C'est ainsi aux yeux des dirigeants de Ennahdha : le peuple tunisien a besoin d'une « réconciliation nationale ». Et cette réconciliation (après la grande « arqa » des années 90, selon leur lecture) passe et même signifie la collaboration entre eux et le pouvoir de Ben Ali. Tout se passe comme si le grand problème, que dis-je, le grand drame de la Tunisie et de son peuple, réside dans la cassure intervenue il y a 15 ans entre Ben Ali, son Parti et son État d'un côté, et le mouvement islamiste Ennahdha de l'autre. L'appel des islamistes à Ben Ali, sous les encouragements des USA et de L'UE, est donc ainsi formulé : réconcilions-nous, et tournons la page du passé, d'un passé, précisent-ils avec un « courage » politique et une générosité de coeur, qui font partie intégrante de leur panoplie manipulatoire, un passé dont nous assumons nous aussi, en tant que mouvement Ennahdha, une partie de la responsabilité quant aux drames et dérives vécus à cette époque... Leur conviction est faite : face à Ben Ali et à son pouvoir, il y a eux, et rien qu'eux. Pour Ghannouchi, qui pavoise dans ses derniers écrits pour ce qu'il considère comme la consécration et le succès de son parcours et celui de son mouvement, eux sont Lbled, et Echâab, c'est eux, et l'Islam, c'est bien entendu eux...

Qui est disposé à accepter ce « condominium » Ben Ali/Ghanouchi, que certains veulent nous concocter ? Y a-t-il parmi les démocrates des candidats à la strapontinesquerie ? Ceux que les dissensions internes de Ennahdha navrent, au point qu'ils tentent de jouer les bons offices pour rapprocher les parties en conflit, écrivent assurément une page d'anthologie qui sera enseignée dans les écoles de sciences politiques au chapitre « défense et illustration de la myopie et de l'imbécillité en politique ».

Peut-on espérer un sursaut ? Il y a une urgence absolue pour tous les démocrates, les progressistes, hommes, femmes, jeunes.
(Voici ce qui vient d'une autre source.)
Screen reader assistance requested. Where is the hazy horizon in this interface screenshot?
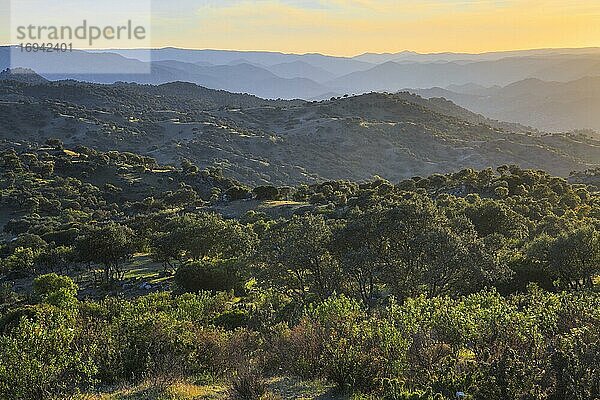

Elle consiste à refuser « les plats cuisinés », quels qu'en soient les ingrédients, quelle que soit la nationalité des « cuisiniers ». Nous disons et nous le dirons de plus en plus fort : nous refusons que l'avenir de notre pays soit hypothéqué par des combines venant d'ailleurs ou d'ici. Nous refusons que les luttes de notre peuple, de ses élites, de ses militants, de ses travailleurs, de ses syndicalistes, de ses femmes, de ses universitaires, de ses étudiants, de ses avocats, de ses juges, soient dévoyées et capitalisées par les intégristes pour revenir sur la scène, ou par le pouvoir pour retrouver un second souffle.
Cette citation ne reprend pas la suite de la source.